On November 15, 2017, the House Financial Services Committee (the "Committee") approved two pieces of legislation that would repeal the conflict minerals and mine safety and health disclosure requirements promulgated under the Dodd-Frank Wall Street Reform and Consumer Protection Act of 2010 (the "Dodd-Frank Act"):

  • H.R. 42481 would amend the Securities Exchange Act of 1934 (the "Exchange Act") to repeal Section 13(p), which directed the Securities and Exchange Commission ("SEC") to adopt its conflict minerals disclosure rules and related certification and audit requirements.2
  • H.R. 42893 would repeal Section 1503 of the Dodd-Frank Act, which requires detailed disclosures about mine safety and health in quarterly and annual reports filed with the SEC.4

The conflict minerals rule has faced numerous legal challenges over the years and, after a final judgment by the U.S. District Court that certain aspects of the requirements violate the First Amendment of the U.S. Constitution, the SEC is now charged with resolving open issues concerning implementation of the rule.

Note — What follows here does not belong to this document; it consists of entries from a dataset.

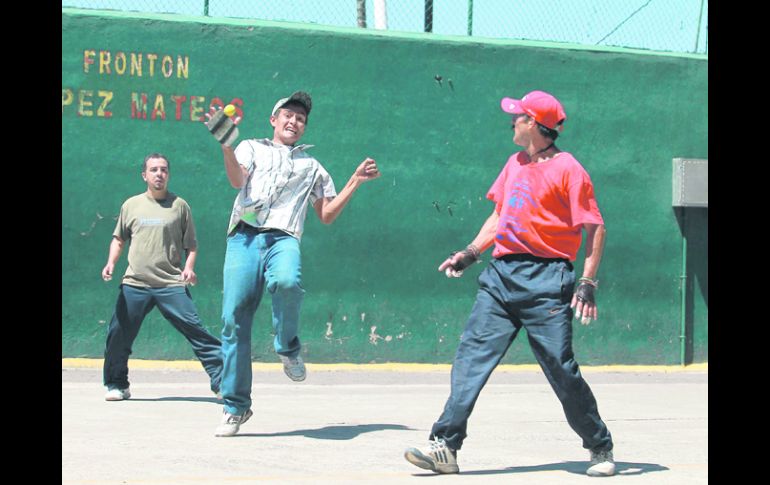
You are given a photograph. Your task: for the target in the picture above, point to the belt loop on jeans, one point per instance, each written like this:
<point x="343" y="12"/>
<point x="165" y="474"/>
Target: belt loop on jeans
<point x="531" y="257"/>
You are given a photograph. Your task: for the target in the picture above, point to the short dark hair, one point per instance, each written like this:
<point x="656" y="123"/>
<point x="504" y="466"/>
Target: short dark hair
<point x="155" y="155"/>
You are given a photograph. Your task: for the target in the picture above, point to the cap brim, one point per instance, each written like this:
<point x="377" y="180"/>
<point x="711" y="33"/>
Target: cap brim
<point x="512" y="106"/>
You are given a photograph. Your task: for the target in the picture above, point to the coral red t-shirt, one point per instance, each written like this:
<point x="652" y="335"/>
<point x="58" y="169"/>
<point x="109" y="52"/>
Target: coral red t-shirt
<point x="542" y="206"/>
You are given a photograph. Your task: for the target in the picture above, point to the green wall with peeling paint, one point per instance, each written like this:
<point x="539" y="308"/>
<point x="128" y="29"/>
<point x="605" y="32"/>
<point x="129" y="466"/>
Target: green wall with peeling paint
<point x="373" y="292"/>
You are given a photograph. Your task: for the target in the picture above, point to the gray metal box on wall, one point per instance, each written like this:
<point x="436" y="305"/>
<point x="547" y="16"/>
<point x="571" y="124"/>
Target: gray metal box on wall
<point x="691" y="182"/>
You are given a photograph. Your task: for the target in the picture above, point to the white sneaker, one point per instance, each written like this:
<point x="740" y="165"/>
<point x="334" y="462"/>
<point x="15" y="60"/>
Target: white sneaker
<point x="117" y="394"/>
<point x="231" y="422"/>
<point x="294" y="367"/>
<point x="602" y="464"/>
<point x="437" y="456"/>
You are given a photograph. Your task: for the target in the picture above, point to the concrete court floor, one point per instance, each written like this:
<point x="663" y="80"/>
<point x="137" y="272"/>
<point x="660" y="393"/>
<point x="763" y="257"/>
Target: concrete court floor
<point x="351" y="424"/>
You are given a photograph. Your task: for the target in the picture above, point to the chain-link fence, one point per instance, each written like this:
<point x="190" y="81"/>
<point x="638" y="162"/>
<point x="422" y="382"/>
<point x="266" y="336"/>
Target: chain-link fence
<point x="660" y="25"/>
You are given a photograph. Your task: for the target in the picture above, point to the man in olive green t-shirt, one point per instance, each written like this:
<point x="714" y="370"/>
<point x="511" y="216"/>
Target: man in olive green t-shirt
<point x="160" y="228"/>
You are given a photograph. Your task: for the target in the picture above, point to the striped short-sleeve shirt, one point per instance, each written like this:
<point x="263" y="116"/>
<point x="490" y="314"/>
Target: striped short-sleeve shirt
<point x="282" y="181"/>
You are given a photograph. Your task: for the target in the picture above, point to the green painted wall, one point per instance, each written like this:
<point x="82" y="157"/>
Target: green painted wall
<point x="373" y="292"/>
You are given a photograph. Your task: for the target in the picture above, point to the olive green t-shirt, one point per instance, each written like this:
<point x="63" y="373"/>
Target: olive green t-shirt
<point x="158" y="233"/>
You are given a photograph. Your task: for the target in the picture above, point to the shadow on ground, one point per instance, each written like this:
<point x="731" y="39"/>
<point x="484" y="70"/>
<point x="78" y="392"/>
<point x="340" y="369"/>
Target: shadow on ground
<point x="623" y="468"/>
<point x="178" y="399"/>
<point x="337" y="432"/>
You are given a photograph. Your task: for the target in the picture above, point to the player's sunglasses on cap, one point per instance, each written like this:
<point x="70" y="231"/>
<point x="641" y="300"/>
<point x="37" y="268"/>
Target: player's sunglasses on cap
<point x="300" y="97"/>
<point x="541" y="106"/>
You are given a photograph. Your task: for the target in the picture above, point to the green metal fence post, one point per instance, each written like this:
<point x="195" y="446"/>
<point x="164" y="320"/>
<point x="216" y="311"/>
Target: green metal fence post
<point x="470" y="18"/>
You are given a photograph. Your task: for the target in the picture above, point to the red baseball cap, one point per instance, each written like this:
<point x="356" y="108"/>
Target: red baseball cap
<point x="543" y="107"/>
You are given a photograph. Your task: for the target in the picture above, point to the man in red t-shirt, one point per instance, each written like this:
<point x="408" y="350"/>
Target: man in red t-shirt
<point x="544" y="200"/>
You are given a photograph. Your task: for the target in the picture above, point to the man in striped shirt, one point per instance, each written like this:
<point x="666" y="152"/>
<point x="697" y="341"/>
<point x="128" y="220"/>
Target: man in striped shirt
<point x="277" y="179"/>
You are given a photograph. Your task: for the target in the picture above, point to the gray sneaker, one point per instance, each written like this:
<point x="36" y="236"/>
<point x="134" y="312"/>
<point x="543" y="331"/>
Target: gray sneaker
<point x="602" y="464"/>
<point x="231" y="422"/>
<point x="117" y="394"/>
<point x="437" y="456"/>
<point x="294" y="367"/>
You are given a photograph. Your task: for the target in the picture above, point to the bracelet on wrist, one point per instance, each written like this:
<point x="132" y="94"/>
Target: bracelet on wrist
<point x="590" y="281"/>
<point x="474" y="251"/>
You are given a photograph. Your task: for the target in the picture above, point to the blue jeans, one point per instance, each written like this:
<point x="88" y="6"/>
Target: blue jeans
<point x="176" y="305"/>
<point x="534" y="293"/>
<point x="254" y="261"/>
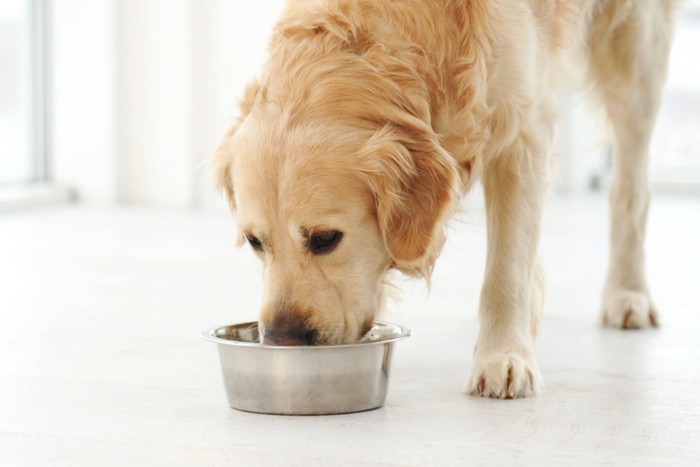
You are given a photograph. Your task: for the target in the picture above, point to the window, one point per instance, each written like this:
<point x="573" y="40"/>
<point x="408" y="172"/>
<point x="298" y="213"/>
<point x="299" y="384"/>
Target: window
<point x="21" y="71"/>
<point x="675" y="159"/>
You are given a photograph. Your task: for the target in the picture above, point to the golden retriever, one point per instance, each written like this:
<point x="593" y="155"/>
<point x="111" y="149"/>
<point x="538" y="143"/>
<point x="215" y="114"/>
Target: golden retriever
<point x="372" y="117"/>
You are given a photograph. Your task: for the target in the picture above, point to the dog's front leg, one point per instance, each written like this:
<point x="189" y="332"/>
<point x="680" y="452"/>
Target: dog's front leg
<point x="511" y="298"/>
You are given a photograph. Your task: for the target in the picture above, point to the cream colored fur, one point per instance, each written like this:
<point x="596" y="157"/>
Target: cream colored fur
<point x="372" y="117"/>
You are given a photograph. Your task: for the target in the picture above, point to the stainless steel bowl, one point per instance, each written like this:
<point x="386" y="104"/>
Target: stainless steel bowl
<point x="305" y="380"/>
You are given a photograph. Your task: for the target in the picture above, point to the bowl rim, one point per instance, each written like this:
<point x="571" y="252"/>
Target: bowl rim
<point x="210" y="336"/>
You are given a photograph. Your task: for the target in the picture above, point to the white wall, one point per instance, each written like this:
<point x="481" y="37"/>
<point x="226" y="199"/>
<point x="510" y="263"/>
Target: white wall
<point x="83" y="108"/>
<point x="144" y="89"/>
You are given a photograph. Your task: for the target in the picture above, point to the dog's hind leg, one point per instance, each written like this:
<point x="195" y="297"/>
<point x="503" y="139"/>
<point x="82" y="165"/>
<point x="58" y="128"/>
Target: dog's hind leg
<point x="629" y="47"/>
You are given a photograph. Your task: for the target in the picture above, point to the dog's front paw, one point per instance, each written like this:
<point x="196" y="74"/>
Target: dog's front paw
<point x="628" y="309"/>
<point x="506" y="375"/>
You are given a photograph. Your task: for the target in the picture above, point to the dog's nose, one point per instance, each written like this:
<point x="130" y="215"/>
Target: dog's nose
<point x="288" y="334"/>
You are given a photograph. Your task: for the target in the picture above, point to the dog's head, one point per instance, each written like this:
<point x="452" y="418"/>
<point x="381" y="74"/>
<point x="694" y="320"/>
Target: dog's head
<point x="334" y="180"/>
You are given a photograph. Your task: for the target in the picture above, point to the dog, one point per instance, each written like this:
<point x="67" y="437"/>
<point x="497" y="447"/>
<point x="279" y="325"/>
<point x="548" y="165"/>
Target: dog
<point x="372" y="117"/>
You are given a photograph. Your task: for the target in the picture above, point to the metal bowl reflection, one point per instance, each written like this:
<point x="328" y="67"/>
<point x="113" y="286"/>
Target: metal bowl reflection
<point x="305" y="380"/>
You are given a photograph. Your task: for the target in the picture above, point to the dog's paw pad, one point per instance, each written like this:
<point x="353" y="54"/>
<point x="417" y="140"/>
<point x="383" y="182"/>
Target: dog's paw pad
<point x="504" y="376"/>
<point x="628" y="309"/>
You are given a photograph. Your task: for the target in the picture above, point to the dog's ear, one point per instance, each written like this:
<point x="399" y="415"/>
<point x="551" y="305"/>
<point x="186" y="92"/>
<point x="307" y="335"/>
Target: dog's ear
<point x="223" y="155"/>
<point x="414" y="182"/>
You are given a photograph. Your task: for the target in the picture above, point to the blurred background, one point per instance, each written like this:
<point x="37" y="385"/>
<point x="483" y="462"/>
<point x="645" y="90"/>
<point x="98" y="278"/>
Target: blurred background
<point x="123" y="101"/>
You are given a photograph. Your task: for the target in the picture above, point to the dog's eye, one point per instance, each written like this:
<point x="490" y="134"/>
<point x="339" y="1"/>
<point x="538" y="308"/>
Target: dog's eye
<point x="254" y="242"/>
<point x="323" y="243"/>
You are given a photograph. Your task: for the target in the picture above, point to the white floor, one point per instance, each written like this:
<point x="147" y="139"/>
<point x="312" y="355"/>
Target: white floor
<point x="101" y="361"/>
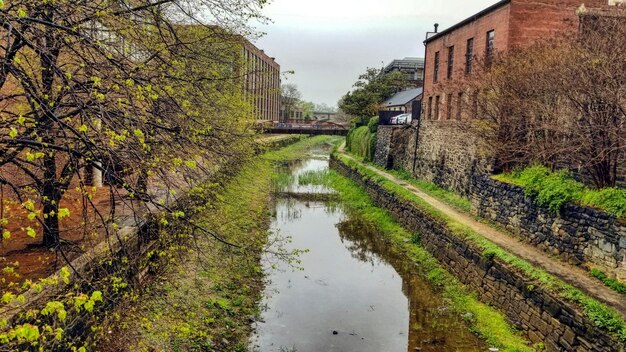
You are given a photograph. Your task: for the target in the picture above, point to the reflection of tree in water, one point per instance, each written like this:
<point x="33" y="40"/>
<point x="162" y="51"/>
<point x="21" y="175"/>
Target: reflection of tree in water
<point x="432" y="326"/>
<point x="289" y="210"/>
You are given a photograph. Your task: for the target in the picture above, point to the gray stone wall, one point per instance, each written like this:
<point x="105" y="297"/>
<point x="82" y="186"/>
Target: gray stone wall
<point x="542" y="316"/>
<point x="449" y="155"/>
<point x="393" y="148"/>
<point x="580" y="235"/>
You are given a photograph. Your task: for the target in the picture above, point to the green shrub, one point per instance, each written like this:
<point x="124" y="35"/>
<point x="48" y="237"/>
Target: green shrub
<point x="555" y="189"/>
<point x="362" y="142"/>
<point x="612" y="283"/>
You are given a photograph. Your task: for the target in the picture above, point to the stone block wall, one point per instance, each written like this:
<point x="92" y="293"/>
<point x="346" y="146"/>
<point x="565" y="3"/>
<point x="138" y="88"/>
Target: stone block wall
<point x="580" y="235"/>
<point x="542" y="316"/>
<point x="449" y="155"/>
<point x="393" y="150"/>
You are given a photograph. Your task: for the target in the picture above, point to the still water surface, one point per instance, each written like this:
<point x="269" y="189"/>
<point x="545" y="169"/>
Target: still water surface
<point x="352" y="293"/>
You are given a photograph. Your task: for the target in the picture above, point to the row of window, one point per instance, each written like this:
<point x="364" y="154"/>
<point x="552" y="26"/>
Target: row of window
<point x="469" y="56"/>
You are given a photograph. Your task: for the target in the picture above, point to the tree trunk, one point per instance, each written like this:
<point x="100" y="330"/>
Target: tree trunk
<point x="51" y="194"/>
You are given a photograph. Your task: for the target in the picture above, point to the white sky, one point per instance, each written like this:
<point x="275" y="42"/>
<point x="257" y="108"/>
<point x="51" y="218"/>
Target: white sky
<point x="329" y="43"/>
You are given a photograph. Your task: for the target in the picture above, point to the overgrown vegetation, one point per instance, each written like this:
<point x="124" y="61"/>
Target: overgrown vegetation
<point x="612" y="283"/>
<point x="362" y="140"/>
<point x="555" y="189"/>
<point x="559" y="101"/>
<point x="485" y="321"/>
<point x="371" y="90"/>
<point x="603" y="316"/>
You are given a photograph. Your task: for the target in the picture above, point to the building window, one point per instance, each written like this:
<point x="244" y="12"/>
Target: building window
<point x="436" y="76"/>
<point x="469" y="56"/>
<point x="459" y="105"/>
<point x="489" y="47"/>
<point x="430" y="108"/>
<point x="450" y="61"/>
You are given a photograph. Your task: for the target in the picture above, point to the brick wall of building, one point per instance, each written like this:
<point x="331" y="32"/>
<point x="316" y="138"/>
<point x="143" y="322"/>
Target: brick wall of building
<point x="534" y="20"/>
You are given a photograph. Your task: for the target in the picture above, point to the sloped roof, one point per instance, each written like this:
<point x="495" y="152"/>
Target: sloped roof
<point x="403" y="98"/>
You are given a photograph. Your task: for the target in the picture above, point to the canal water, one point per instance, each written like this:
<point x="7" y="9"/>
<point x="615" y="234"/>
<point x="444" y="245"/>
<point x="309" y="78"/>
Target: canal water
<point x="349" y="292"/>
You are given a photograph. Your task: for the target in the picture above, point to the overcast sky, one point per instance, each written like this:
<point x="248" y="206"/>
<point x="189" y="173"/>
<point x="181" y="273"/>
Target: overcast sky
<point x="328" y="43"/>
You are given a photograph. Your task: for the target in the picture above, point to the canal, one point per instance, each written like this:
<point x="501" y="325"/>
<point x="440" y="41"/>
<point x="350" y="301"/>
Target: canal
<point x="349" y="292"/>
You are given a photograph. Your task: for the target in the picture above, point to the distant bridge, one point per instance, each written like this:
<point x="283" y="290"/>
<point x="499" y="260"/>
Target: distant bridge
<point x="313" y="129"/>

Recently, the conflict minerals rule has faced additional scrutiny from the SEC, which has indicated that, until regulatory uncertainties are resolved, it would not recommend enforcement action for failure to comply with certain of the rule’s audit and disclosure requirements. While companies subject to the conflict minerals and the mine safety disclosure rules are eager for additional clarity, the passage of these bills should not impact companies’ current compliance plans, as even if the bills are passed, there is no guarantee that they will be enacted into law in the short term or at all.